LONDON — British authorities said Sunday that they were widening their investigation of the poisoning of former KGB agent Alexander Litvinenko on the heels of a fresh series of leads into the Russian's murky political and business connections stretching from Moscow to the U.S.
"Over the next few days, I think all of these things will widen out a little from the circle just being here in Britain," Home Secretary John Reid told the "Sunday Live With Adam Boulton" program of Britain's Sky News.
Quoting unidentified law enforcement sources, British news reports said police investigators were in the U.S. interviewing former KGB agent Yuri Shvets, who purportedly has information on a dossier Litvinenko had in his possession relating to the Kremlin's pursuit of figures connected with Yukos Oil Co.
The company was forcibly broken up and in effect renationalized in 2004 after Russian authorities imprisoned its chief executive, Mikhail Khodorkovsky. One of Russian President Vladimir V. Putin's closest lieutenants, KGB veteran Igor Sechin, became board chairman of the state-owned company that later took over Yukos.
In Moscow, British investigators were said to be planning to interview another former KGB agent, Andrei Lugovoy, who recently traveled to London from Moscow and met with Litvinenko on the day of his suspected poisoning. Lugovoy was among those Litvinenko was said to have suspected. "We can't go into detail on operational matters, but obviously the investigators will go wherever needed," a police spokeswoman said Sunday.
Although Litvinenko in the days before his death Nov. 23 accused the Kremlin of responsibility for the large dose of radioactive polonium-210 that is believed to have killed him, police are exploring a growing number of leads, some relating to Litvinenko's investigative work on the shadowy world of Russian and Chechen organized crime, wealthy Russian oligarchs and international politics.

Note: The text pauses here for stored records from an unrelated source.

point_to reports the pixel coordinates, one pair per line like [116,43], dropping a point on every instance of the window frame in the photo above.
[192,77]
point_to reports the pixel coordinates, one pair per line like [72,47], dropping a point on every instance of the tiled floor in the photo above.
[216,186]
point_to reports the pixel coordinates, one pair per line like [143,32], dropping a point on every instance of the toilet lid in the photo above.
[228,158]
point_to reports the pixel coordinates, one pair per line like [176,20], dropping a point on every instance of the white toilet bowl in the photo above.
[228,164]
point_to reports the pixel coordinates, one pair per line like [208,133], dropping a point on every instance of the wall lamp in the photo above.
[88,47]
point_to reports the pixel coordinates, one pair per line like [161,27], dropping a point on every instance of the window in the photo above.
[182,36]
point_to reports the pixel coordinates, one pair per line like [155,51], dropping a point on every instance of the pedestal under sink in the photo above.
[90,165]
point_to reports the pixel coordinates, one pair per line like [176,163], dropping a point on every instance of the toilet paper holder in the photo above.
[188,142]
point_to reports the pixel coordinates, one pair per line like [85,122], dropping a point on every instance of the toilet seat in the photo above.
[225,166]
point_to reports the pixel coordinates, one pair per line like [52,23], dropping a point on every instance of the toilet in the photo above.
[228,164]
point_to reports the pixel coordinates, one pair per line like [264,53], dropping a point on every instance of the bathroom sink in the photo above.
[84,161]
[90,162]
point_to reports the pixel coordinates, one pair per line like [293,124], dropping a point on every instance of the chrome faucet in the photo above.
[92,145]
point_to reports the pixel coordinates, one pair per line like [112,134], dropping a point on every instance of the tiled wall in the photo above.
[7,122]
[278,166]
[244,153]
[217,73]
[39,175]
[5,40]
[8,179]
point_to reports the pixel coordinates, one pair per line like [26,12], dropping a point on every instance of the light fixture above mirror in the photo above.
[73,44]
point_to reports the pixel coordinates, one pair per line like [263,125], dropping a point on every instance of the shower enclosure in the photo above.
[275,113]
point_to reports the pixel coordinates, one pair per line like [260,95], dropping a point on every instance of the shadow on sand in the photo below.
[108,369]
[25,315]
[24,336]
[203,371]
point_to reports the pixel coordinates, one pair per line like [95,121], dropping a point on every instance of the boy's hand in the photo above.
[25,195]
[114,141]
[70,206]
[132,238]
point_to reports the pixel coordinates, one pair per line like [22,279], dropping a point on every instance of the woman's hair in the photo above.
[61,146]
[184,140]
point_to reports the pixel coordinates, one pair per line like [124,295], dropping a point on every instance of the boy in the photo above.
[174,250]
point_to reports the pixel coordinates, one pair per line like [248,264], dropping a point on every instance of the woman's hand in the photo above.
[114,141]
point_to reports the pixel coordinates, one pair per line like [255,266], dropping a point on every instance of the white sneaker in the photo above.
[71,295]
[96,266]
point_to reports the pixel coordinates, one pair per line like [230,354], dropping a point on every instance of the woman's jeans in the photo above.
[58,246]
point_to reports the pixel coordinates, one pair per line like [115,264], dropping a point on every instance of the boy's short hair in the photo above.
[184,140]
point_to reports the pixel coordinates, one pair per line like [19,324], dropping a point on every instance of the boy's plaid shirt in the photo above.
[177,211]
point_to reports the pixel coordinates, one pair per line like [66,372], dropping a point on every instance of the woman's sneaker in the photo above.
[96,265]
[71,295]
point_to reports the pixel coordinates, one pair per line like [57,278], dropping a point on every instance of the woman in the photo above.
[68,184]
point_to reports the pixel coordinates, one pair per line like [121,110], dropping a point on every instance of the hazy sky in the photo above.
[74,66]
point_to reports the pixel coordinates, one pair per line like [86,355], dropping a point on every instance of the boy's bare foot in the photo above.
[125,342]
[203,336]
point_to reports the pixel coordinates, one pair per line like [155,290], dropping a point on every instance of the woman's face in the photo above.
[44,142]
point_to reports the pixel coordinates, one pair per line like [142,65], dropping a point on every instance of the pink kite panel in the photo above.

In a first-person account and interview provided to Britain's Observer newspaper, a Russian academic researching a book on Chechnya said she had met Litvinenko several times over the last year and learned he had accumulated secret and damaging dossiers from the Federal Security Service, the successor to the KGB known as the FSB, on a number of influential figures that he planned to use for blackmailing purposes.